Uma poderosa rede de tráfico de carros topo de gama, altamente organizada e com tentáculos por toda a Europa, actua em força em Portugal. Através de programas informáticos que permitem ultrapassar os mais complexos sistemas de alarme e de segurança das viaturas, furtam jipes e carros de marca Mercedes, Audi, BMW e Volkswagen – que traficam para países de Leste e para África.
A Polícia Judiciária, a Brigada de Trânsito e Núcleos de Investigação Criminal da GNR, em colaboração com outras polícias europeias, tentam perseguir esta rede há cerca de um ano – mas, até aqui, sem resultados.
Ainda durante o mês de Agosto, cerca de 20 viaturas de luxo foram furtadas no Algarve.
Os crimes ocorreram na zona entre Faro e Tavira. Houve dias, segundo uma fonte policial, em que foram furtados três carros. Na semana passada, ainda segundo a mesma fonte, foram recuperados três destes carros, em Algeciras, a Sul de Espanha. Estavam prestes a embarcar num ‘ferry boat’ com destino ao Norte de África.
As autoridades portugueses conhecem as rotas utilizadas para o tráfico dos carros roubados (ver infografia). Uma parte dos automóveis segue por estrada para a Europa de Leste. A abertura das fronteiras joga a favor dos criminosos – que atravessam o espaço europeu em menos de 48 horas. Outros seguem para a Holanda – onde no porto de Roterdão são colocados em contentores e embarcados com destino a portos da África Ocidental e Oriental. Uma terceira rota tem como destino o Norte de África: os carros roubados entram pelo sul de Espanha e nos portos de Cádis ou de Algeciras são embarcados para Marrocos.
Numa primeira fase do tráfico para países africanos, segundo fonte policial contactada pelo CM, seguiam apenas carrinhas comerciais. Agora, para lá vão também carros de luxo – Mercedes é a marca preferida – e jipes.
ESPECIALISTAS
A maior parte dos carros que se destina ao tráfico é furtada por especialistas. “Utilizam equipamento informático para descodificar alarmes e conseguem pôr os motores a trabalhar sem grandes estragos” – diz uma fonte policial.
Mas, por vezes, as viaturas encomendadas são roubadas com violência e sob ameaça de armas – método conhecido como ‘carjacking’. Este crime, segundo a Polícia Judiciária, está a crescer, em parte devido aos alarmes cada vez mais eficazes.

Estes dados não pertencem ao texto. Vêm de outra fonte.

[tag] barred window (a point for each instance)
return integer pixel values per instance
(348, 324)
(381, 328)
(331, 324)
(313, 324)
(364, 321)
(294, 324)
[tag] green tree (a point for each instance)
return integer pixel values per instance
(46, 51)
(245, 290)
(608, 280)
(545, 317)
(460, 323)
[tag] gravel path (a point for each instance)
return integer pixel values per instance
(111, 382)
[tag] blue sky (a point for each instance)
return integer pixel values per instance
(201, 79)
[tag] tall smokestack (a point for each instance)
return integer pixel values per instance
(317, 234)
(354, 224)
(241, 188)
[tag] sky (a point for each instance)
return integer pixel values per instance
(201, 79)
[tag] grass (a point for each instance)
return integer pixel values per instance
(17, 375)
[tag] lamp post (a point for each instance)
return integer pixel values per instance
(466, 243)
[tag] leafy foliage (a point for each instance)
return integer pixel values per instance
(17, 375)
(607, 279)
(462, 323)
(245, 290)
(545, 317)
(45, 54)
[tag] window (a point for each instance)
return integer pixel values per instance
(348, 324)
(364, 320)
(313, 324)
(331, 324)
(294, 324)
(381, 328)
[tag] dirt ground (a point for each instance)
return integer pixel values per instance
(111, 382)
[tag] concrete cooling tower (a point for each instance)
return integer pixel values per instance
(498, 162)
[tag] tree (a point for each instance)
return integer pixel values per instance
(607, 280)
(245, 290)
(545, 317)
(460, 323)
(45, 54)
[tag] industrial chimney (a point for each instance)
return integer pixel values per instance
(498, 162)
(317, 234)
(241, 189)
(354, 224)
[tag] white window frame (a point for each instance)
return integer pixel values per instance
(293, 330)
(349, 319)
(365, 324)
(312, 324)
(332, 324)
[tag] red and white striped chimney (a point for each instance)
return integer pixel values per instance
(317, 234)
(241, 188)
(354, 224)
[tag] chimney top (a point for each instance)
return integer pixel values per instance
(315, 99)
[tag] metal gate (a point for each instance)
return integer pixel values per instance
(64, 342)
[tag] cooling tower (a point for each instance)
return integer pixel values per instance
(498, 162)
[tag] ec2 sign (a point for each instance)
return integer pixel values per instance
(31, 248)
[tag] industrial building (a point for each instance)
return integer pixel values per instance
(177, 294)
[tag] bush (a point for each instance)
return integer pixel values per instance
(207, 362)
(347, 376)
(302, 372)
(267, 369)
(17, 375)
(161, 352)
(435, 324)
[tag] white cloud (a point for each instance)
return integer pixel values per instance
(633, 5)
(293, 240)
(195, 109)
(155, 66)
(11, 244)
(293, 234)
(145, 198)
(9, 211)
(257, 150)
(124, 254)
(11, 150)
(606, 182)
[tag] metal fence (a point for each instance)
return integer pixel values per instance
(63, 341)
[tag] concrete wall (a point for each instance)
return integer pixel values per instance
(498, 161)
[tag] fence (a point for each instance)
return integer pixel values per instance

Os carros furtados são escondidos em garagens clandestinas, onde os números de série da carroçaria e as matrículas são alterados. A Brigada de Trânsito da GNR está atenta: os militares têm ordens para fiscalizar as viaturas topo de gama e receberam treino para detectarem a viciação dos números da carroçaria dos carros.
Muitos dos carros furtados e roubados, tanto em Portugal como no resto da Europa, são na maior parte dos casos vendidos a clientes que desconhecem a extensão dos crimes que alimentam este negócio.
O preço aliciante de um carro de luxo – divulgado através da internet por ‘stands’ ou por vendedores particulares – pode tornar-se numa grande dor de cabeça: a legalização do carro chega a duplicar o preço da viatura – e se o comprador for apanhado pelas autoridades a circular num carro que se constata ter sido furtado ou roubado, mesmo que desconheça, fica sem a viatura e sem o dinheiro.
Só nos primeiros seis meses deste ano a Direcção-Geral das Alfândegas apreendeu 461 automóveis, mais de metade do que os 726 apreendidos no ano anterior por falta de pagamento de imposto. A maioria eram topo de gama. A procura de carros no estrangeiro está a aumentar, mas na maior parte das vezes os preços baixos indiciam que se trata de carros de origem duvidosa.
330 ROUBOS VIOLENTOS
No ano passado a PJ investigou 330 roubos de carros através do método de ‘carjacking’, mais do triplo dos investigados em 2003. Este crime já representa cerca de 15 por cento de todos os roubos investigados pela Judiciária.
64% SÃO ALEMÃES
De acordo com a Direcção-Geral das Alfândegas, no ano passado 64 por cento dos carros estrangeiros legalizados em Portugal (30 305) vieram da Alemanha.
LEGALIZADOS
No ano passado foram legalizados em Portugal 315 699 carros comprados no estrangeiro. Destes, apenas 2461 foram despachados por motivo de mudança de residência na União Europeia.
LEGAIS
152 comerciantes registados em Portugal dedicam-se ao negócio dos carros comprados no estrangeiro e vendidos no nosso país.